KVM compatible ARM64 hypervisor
KVM hypervisor variant that can do TDX/SEV like security for existing armv8 systems. The hypervisor is implemented such that it can function in almost any armv8 board out there with virtualization support, regardless of the fact if the system shipped with existing EL2 elements or not.
Features added over regular KVM configurations are:
- Nearly full guest and host memory space separation
- Complete, linear guest memory integrity protection. Guest pages remain intact and unmovable but they can still be swapped in/out when needed.
- Host swap encryption
- Guest memory AES encrypted swapping
- Guest kernel signature verification support
- Kernel memory protection toolchain:
- Page table locks (including elements inside the P?Ds)
- Memory region permission adjustments
 
- Memory region / permission validation tools for all CPU modes
- Hypervisor internal key generation functionality and keyring for guest specific keys (filesystem encryption, integrity, ..)
- Initial support for secure guest migration via a shared secret
- Easy hooks into the hardware security features via symbol overrides
- Run 'make tools'. This will build all the tools required with right versions and install them into the 'buildtools' directory. This will also build the patched kernel under oss/linux.
- Run 'make target-qemu' to generate a qemu binary for the host invocation
- Run 'make hostimage' to generate a virtualization system host image
- Run 'make guestimage' to generate a sample virtualized guest for testing
- Confirm whether PLATFORM and BOOTIMG env variables set correct value. or set environment variable BOOTIMG to point to the image.
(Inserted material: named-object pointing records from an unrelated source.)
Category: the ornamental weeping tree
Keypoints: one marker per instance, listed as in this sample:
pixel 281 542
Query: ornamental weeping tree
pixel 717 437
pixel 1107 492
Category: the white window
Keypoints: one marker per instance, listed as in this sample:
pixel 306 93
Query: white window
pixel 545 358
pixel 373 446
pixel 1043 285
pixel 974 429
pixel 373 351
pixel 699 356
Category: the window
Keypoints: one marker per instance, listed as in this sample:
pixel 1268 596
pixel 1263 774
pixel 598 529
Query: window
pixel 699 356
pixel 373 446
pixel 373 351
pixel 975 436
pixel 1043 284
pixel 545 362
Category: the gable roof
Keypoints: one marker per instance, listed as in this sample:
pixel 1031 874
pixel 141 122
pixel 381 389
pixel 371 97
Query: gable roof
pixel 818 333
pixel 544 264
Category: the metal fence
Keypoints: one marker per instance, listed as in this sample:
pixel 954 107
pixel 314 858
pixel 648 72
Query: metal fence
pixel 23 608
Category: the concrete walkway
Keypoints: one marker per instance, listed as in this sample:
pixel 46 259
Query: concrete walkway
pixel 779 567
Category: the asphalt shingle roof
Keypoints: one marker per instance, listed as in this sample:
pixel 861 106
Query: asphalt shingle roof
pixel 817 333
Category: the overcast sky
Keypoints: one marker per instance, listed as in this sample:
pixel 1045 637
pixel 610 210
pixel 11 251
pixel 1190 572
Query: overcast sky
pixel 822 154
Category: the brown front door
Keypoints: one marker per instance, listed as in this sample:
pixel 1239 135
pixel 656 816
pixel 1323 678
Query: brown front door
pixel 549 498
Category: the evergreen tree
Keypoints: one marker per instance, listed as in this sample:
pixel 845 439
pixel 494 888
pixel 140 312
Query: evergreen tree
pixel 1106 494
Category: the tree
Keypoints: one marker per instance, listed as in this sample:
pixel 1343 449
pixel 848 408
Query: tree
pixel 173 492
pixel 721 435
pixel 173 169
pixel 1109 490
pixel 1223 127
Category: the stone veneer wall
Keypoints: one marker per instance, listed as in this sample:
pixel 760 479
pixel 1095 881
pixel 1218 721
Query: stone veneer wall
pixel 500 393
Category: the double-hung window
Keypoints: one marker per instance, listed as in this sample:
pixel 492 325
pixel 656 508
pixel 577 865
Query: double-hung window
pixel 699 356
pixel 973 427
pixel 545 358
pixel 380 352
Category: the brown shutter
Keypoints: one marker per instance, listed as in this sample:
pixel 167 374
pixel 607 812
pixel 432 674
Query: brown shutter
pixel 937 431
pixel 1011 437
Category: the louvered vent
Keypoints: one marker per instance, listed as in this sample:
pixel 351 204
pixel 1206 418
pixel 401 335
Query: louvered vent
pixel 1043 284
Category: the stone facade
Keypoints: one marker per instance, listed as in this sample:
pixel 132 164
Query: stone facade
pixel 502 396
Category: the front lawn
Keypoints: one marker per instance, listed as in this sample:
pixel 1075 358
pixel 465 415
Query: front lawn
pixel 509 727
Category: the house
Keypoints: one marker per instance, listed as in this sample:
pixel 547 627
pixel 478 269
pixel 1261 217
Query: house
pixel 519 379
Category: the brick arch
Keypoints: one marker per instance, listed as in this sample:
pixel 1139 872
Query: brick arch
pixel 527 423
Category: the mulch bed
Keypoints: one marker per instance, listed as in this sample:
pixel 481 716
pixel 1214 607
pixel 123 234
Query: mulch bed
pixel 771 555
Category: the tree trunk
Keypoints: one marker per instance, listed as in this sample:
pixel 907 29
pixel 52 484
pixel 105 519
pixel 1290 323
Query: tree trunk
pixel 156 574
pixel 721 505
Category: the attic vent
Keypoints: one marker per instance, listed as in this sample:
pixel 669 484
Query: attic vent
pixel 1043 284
Set PLATFORM as well to tell the build system which target you are going for. These variables are set in run scripts under docker directory.
- Run 'make DEBUG=1' to build the hypervisor against the kernel under oss/linux
- 'make run' will run the host emulation
- 'make gdb' will run a target debugger session. You can hit breakpoints anywhere in the kernel and in the hypervisor. This implies that that 'run' target was invoked with 'make DEBUGGER=1 run' such that the QEMU was waiting for the debugger connection.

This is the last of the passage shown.